Osmanlı’da Siyasal Dilin İnşası, alanında uzman hocalar tarafından yazılmış makaleler ile yukarıda özetin özetini geçtiğimiz süreci boşluksuz bir şekilde okuyucuya aktarıyor. Makaleleri okuduğumuzda aslında bir milletin fikri dünyasının uğradığı dönüşümü görmüş oluyoruz.
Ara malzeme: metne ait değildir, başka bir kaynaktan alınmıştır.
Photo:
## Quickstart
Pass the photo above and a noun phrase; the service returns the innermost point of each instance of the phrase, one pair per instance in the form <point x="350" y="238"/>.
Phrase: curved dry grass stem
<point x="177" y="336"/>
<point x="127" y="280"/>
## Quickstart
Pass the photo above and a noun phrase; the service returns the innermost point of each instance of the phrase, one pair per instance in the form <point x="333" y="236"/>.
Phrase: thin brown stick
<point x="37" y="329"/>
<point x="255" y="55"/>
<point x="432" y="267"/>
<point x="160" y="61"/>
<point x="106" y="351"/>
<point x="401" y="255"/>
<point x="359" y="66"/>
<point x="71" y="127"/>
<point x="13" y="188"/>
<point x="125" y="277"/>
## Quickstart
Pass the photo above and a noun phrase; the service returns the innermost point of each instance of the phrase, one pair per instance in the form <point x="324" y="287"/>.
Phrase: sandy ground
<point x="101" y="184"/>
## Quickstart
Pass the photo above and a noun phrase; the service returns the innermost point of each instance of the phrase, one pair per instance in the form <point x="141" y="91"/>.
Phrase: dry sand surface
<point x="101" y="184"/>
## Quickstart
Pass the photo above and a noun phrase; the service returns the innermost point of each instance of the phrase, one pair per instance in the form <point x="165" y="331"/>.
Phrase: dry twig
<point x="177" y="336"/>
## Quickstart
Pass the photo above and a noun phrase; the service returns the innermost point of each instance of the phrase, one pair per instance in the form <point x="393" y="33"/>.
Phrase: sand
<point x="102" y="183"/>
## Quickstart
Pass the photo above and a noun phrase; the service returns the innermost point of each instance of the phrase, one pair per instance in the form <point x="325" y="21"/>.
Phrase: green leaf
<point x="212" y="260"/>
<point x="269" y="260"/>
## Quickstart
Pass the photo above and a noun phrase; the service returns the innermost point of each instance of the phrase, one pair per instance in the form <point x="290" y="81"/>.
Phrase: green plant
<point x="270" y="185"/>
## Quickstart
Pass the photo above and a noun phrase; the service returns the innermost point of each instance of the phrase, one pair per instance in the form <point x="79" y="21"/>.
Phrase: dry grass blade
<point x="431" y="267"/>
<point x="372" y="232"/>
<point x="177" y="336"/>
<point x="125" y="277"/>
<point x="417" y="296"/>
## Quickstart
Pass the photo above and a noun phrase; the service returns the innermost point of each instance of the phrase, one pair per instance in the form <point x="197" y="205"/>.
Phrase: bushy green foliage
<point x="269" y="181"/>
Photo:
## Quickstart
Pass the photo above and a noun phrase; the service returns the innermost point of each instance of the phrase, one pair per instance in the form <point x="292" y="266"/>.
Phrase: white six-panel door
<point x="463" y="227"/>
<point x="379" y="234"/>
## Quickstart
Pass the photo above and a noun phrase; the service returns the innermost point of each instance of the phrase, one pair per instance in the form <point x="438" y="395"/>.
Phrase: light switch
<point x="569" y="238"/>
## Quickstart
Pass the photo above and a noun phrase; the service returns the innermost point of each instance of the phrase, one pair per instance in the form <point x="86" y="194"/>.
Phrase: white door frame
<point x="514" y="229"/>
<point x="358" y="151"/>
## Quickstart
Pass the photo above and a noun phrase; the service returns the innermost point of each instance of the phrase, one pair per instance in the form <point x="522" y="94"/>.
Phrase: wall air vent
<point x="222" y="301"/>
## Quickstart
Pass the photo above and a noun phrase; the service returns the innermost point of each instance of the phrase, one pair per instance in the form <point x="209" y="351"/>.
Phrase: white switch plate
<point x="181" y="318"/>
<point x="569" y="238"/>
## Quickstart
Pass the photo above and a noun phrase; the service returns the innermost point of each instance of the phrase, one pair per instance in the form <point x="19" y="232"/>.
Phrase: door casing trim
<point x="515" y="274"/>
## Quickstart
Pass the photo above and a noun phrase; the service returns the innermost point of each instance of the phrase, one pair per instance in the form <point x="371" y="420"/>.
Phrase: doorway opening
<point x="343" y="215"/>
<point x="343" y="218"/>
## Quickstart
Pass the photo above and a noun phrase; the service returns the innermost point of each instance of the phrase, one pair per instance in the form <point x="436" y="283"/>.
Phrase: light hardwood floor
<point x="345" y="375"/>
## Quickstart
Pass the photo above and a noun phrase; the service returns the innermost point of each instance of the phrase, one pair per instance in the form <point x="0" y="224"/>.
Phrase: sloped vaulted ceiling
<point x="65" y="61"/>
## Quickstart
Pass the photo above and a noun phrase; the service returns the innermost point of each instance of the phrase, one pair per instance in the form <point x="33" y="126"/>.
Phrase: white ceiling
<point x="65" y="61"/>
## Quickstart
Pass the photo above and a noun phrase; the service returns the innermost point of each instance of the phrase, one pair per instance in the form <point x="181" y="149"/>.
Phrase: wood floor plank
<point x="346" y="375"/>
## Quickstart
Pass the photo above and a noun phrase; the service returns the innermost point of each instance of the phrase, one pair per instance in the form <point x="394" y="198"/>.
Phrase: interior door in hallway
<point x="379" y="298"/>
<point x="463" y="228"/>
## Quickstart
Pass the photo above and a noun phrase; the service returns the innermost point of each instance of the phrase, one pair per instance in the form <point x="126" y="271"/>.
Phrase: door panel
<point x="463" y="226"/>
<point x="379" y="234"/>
Ve değişen, dönüşen fikri dünyanın; devlete ve topluma nasıl sirayet ettiği ortaya çıkmış oluyor. İbrahim Şirin’in Oksidentalizm Alaturka, Funda Selçuk Şirin’in 2. Meşrutiyet Paradigmaları Karşısında Yeni Kavramı, Burak Aslanmirza’nın Zihniyetten İdeolojiye Kavram Ve Siyaset: İttihat ve Terakki’nin İktidar İdeolojisi Olaral “Türkçülük”, Sinan Vardar’ın Geç Osmanlı Modernleşmesinde “Ferd” Kavramının Dönüşümü: Prens Sabahaddin, Baha Tevfik ve Doktor Hazık’ın Görüşlerinde Kavramlar, Yorumlar, Sorunlar, Özge Aslanmirza’nın Britanya İmparatorluğu ve Osmanlı İmparatorluğu Ekseninde Politik Dil Üzerinden “Orta Doğu” ve “Yakın Doğu” Kavramlarını Yeniden Düşünmek ve Eyüp Murat Kurt’un Düşünce, Fikirler, Siyasi Düşünce Ve Kavramlar Tarihçiliğinde Dil ve Söylem Bibliyografyası makaleleri; ülkesini, geçmişini ve geleceğini, taşıdığı fikir dünyasının hangi aşamalardan geçtiğini, bir fikrin doğuş-evriliş-dönüşüm-yansıyış süreçlerinin nasıl işlediğini öğrenmek isteyen herkes için başyapıt niteliğinde.